Given that girls from Black and minoritised communities and LGBTQ+ children face disproportionate levels of sexual harassment and violence, we are disappointed that the guidance does not place abuse within an intersectional framework by acknowledging the overlapping forms of harm often faced by young people.
Young people want quality relationships and sex education
EVAW’s 2023 #AboutTime research found that 80% of young girls want schools to do more to tackle sexual harassment and support young people’s sex and relationships guidance. Two years on, we welcome much of the guidance’s contents, particularly its guiding principles.
While we wait for publication of the full guidance, we call on the government to listen to young survivors and over 100,000 members of the public and make RSHE mandatory for 16-18 year olds in schools and educational settings.

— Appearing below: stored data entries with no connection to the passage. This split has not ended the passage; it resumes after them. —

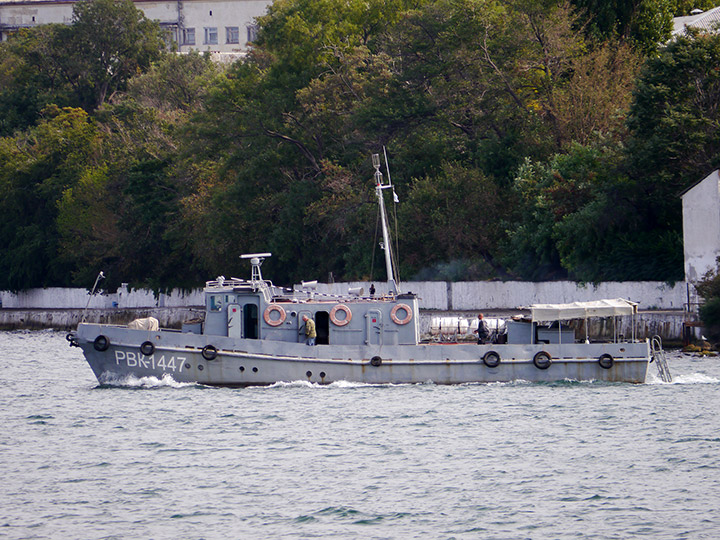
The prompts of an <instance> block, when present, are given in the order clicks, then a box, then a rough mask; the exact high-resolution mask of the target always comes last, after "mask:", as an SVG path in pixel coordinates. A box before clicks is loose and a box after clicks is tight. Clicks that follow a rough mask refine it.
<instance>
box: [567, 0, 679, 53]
mask: <svg viewBox="0 0 720 540" xmlns="http://www.w3.org/2000/svg"><path fill="white" fill-rule="evenodd" d="M572 3H573V5H575V6H576V7H577V9H578V10H579V11H580V12H581V13H582V14H583V15H584V16H585V19H586V26H587V29H588V32H589V34H590V35H592V36H594V37H596V38H599V39H602V40H604V39H608V38H613V37H619V38H621V39H624V40H629V41H631V42H633V43H635V44H636V45H638V46H639V47H640V49H642V50H643V51H645V52H646V53H650V52H653V51H655V50H656V49H657V47H658V46H659V45H660V44H661V43H664V42H666V41H667V40H668V39H670V35H671V33H672V29H673V22H672V18H673V13H674V8H675V6H674V3H675V2H674V1H673V0H610V1H608V0H572Z"/></svg>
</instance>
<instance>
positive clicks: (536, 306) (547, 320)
mask: <svg viewBox="0 0 720 540" xmlns="http://www.w3.org/2000/svg"><path fill="white" fill-rule="evenodd" d="M637 306H638V305H637V303H635V302H631V301H630V300H624V299H623V298H615V299H613V300H594V301H592V302H572V303H570V304H533V305H532V306H530V310H531V312H532V319H533V321H536V322H543V321H561V320H567V319H586V318H588V317H614V316H616V315H633V314H635V313H637Z"/></svg>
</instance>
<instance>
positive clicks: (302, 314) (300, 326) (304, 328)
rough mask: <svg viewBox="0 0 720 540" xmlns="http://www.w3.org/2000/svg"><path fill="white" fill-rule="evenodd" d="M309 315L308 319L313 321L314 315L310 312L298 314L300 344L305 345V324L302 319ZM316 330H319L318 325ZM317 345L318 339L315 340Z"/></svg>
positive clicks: (315, 327)
mask: <svg viewBox="0 0 720 540" xmlns="http://www.w3.org/2000/svg"><path fill="white" fill-rule="evenodd" d="M305 315H307V316H308V319H312V318H313V317H312V313H310V312H309V311H299V312H298V318H297V321H298V343H305V339H306V338H305V323H304V322H303V320H302V318H303V317H304V316H305ZM315 328H316V329H317V324H316V325H315ZM315 343H317V339H316V340H315Z"/></svg>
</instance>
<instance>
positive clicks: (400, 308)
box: [390, 304, 412, 324]
mask: <svg viewBox="0 0 720 540" xmlns="http://www.w3.org/2000/svg"><path fill="white" fill-rule="evenodd" d="M401 309H404V310H405V313H407V315H406V316H405V318H404V319H400V318H399V317H398V316H397V312H398V311H399V310H401ZM390 318H391V319H392V320H393V322H394V323H395V324H407V323H409V322H410V321H412V309H410V306H408V305H407V304H398V305H396V306H395V307H394V308H393V309H392V311H391V312H390Z"/></svg>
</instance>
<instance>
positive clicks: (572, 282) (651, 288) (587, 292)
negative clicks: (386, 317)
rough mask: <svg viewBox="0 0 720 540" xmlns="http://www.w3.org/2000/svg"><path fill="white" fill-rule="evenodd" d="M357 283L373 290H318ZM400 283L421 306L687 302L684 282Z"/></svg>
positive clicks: (496, 306) (641, 308)
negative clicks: (631, 301)
mask: <svg viewBox="0 0 720 540" xmlns="http://www.w3.org/2000/svg"><path fill="white" fill-rule="evenodd" d="M374 285H375V289H376V291H375V294H377V295H379V294H384V293H386V292H387V286H386V284H385V283H375V284H374ZM353 287H362V288H363V289H364V292H365V294H369V293H368V291H369V290H370V283H369V282H352V283H334V284H325V283H319V284H318V285H317V289H316V290H317V292H318V293H321V294H328V295H343V294H346V293H347V291H348V288H353ZM400 288H401V290H402V291H411V292H414V293H417V294H418V295H419V297H420V308H421V309H433V310H440V311H452V310H458V311H471V310H481V309H513V308H516V307H520V306H529V305H530V304H562V303H567V302H576V301H587V300H598V299H602V298H626V299H628V300H632V301H633V302H638V303H639V304H640V309H683V307H684V304H685V303H686V302H687V290H686V287H685V284H684V283H677V284H675V285H674V286H669V285H667V284H666V283H662V282H657V281H640V282H635V281H632V282H610V283H600V284H598V285H597V286H594V285H581V284H578V283H575V282H571V281H551V282H541V283H532V282H526V281H512V282H503V281H472V282H462V281H461V282H457V283H446V282H438V281H415V282H407V283H402V284H401V285H400Z"/></svg>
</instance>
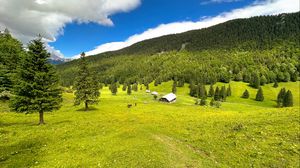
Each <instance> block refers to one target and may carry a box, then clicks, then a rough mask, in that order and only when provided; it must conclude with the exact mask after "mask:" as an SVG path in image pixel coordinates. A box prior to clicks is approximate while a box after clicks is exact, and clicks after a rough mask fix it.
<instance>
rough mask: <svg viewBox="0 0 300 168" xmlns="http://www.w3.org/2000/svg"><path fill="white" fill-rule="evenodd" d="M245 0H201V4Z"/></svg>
mask: <svg viewBox="0 0 300 168" xmlns="http://www.w3.org/2000/svg"><path fill="white" fill-rule="evenodd" d="M239 1H243V0H208V1H203V2H201V5H207V4H216V3H218V4H220V3H231V2H239Z"/></svg>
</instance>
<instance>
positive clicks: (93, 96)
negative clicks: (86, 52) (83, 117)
mask: <svg viewBox="0 0 300 168" xmlns="http://www.w3.org/2000/svg"><path fill="white" fill-rule="evenodd" d="M78 69H79V70H78V73H77V77H76V79H75V83H74V89H75V103H74V105H80V104H81V103H82V102H83V103H84V105H85V110H86V111H87V110H88V108H89V105H91V104H95V103H98V102H99V97H100V91H99V89H100V86H99V83H98V81H96V79H95V76H94V75H93V74H92V73H91V72H90V70H89V68H88V63H87V60H86V57H85V53H84V52H83V53H81V57H80V61H79V64H78Z"/></svg>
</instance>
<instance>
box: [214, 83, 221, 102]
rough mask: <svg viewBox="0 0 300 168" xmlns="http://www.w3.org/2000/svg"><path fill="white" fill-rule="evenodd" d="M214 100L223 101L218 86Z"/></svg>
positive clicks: (217, 100)
mask: <svg viewBox="0 0 300 168" xmlns="http://www.w3.org/2000/svg"><path fill="white" fill-rule="evenodd" d="M214 99H215V101H220V100H221V92H220V89H219V87H218V86H217V87H216V90H215V95H214Z"/></svg>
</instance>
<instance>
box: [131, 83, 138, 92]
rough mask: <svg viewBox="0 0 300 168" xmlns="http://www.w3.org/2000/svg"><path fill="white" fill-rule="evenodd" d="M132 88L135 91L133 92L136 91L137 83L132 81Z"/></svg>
mask: <svg viewBox="0 0 300 168" xmlns="http://www.w3.org/2000/svg"><path fill="white" fill-rule="evenodd" d="M132 90H133V91H135V92H137V91H138V84H137V83H134V84H133V85H132Z"/></svg>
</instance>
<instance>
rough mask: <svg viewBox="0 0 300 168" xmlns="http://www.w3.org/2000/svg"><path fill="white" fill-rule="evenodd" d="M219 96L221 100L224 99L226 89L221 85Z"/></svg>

Young people aged 16-19 experience greater rates of domestic abuse than any other age group, and recent data showed full-time students are more than 4 times as likely to have experienced sexual assault than those in any other type of occupation, so it is crucial that this age group are equipped with the education they need as they begin to navigate some of their first romantic and sexual relationships.
Engaging boys and young men in this education is crucial, particularly in an era when they are being continuously served extreme misogyny online. Our new report, released yesterday, provides best practice for this, in education and beyond.
Rebecca Hitchen, Head of Policy & Campaigns at the End Violence Against Women Coalition (EVAW), said:
“We welcome this new guidance and its focus on engaging boys and addressing myths and stereotypes about gender as well as porn and the rampant misogyny flooding the online world they navigate on a daily basis.
However, ensuring young people receive the high quality relationships and sex education they deserve requires much more. Details of the funding for schools attached to the new guidance, how the government plans to train and support teachers, as well as funding for specialist organisations going into schools, will be crucial to its successful implementation.
Specialist organisations like Tender, Beyond Equality, Split Banana and many others demonstrate the importance of creating specific spaces for young people to unpick and talk through the harmful messages they are exposed to about gender, consent and sexual norms. But this requires proper investment and dedicated resource.
As it stands, the legal requirement to offer relationships and sex education stops aged 16. Alongside Make It Mandatory, Sex Education Forum and sexual health charity Brook, we are campaigning for RSHE to extend all the way to 18, so that all young people can learn and develop essential life skills around sex, consent and healthy relationships, at the stage of life in which many have their first relationships.
As a society, we need to find more ways to engage men and boys in conversations about gender-based violence, because everyone benefits from tackling gender inequality and the other inequalities that shape our lives. To that end, we have produced a number of recommendations setting out how men and boys can be more involved in ending violence against women and girls.”